Why invest? Most people think stocks that pay dividends are less risky than those that don’t.

Wacek says, “I wouldn’t say that a dividend-paying stock is a low-risk investment because some dividend-paying stocks lost 20% or 30% in 2008.” “But it has less risk than a growth stock in general.”

That’s because companies that pay dividends tend to be more stable and mature, offering both tips and the chance that the stock price will go up. Wacek says, “You don’t just depend on the value of that stock, which can change, because that stock also pays you a regular income.”

Risk: One thing that could go wrong with dividend stocks is if the company runs into hard times and declares a loss. This could force the company to cut or eliminate its dividend, hurting the stock price.

8. Favored stocks

Common stocks are more like high-quality bonds than preferred stocks. Still, their values can change significantly if the stock market goes down or interest rates go up.

Why should you invest? Preferred stock pays out cash regularly, just like a bond. But, in rare cases, companies that issue preferred stock may be able to stop paying dividends, though the company usually has to make up any missed payments. And the company has to give dividends to holders of preferred stock before it can give tips to holders of common stock.

Risk: Preferred stock is like a bond with more chances, but it is usually safer than a stock. They are often called “hybrid securities” because those who own preferred stock get paid after bondholders but before stockholders. Preferred stocks are usually traded on a stock exchange like other stocks, and they must be carefully examined before being bought.

9. Accounts on the money market

A money market account may feel like a savings account, and it has many of the same benefits, like a debit card and interest payments. The minimum deposit for a money market account may be higher than for a savings account.

Why invest? savings accounts tend to have lower interest rates than similar money market accounts. You’ll also be able to spend the money if you need to, though, like a savings account, the money market account may limit how much you can take out each month. You’ll want to look for the best rates to ensure you get the most out of your money.
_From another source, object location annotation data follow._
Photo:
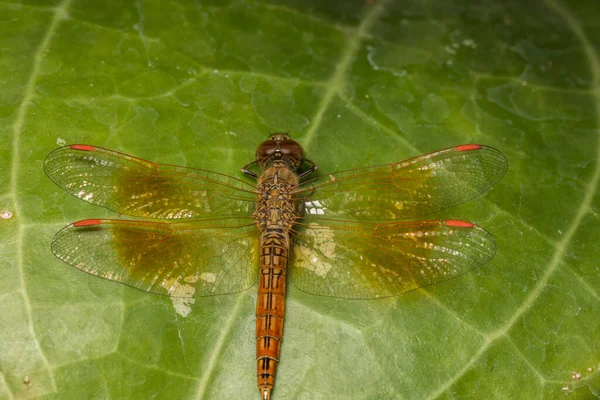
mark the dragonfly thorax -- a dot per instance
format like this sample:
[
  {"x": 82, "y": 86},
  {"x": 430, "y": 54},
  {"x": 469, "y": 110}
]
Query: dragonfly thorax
[
  {"x": 280, "y": 147},
  {"x": 275, "y": 207}
]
Risk: The FDIC protects money market accounts up to $250,000 per depositor and bank. So there is no risk to your money in a money market account. Not earning enough interest on your money in the bank to keep up with inflation could be the most significant risk. This means that your purchasing power could go down over time.

10. Annuities that don’t change

An annuity refers to a contract that is typically made with an insurance company that promises to pay a certain amount of money over a certain amount of time in exchange for a lump sum. The annuity can be set up in many different ways, such as to pay for a set amount of time, like 20 years, or until the client dies.

With a fixed annuity, the contract says that a certain amount of money will be paid over time, usually once a month. You can put in a lump sum and start getting payments immediately, or you can put in money over time and start getting amounts later (such as your retirement date.)

Why spend: A fixed annuity can give you a guaranteed income and return, which provides you with more financial security, especially if you don’t work anymore. A grant can also help you grow your revenue without having to pay taxes on it right away. You can put preferable amount of money into the account. Depending on the contract, annuities can also come with several other benefits, such as death or a minimum amount of money that is always paid out.

Risk: Annuity contracts are hard to understand, so you might not get exactly what you want if you don’t read the fine print. Annuities aren’t very liquid, which means it can be hard or even impossible to get out of one without paying a hefty fee. If inflation increases a lot in the future, your guaranteed payout might not seem as good.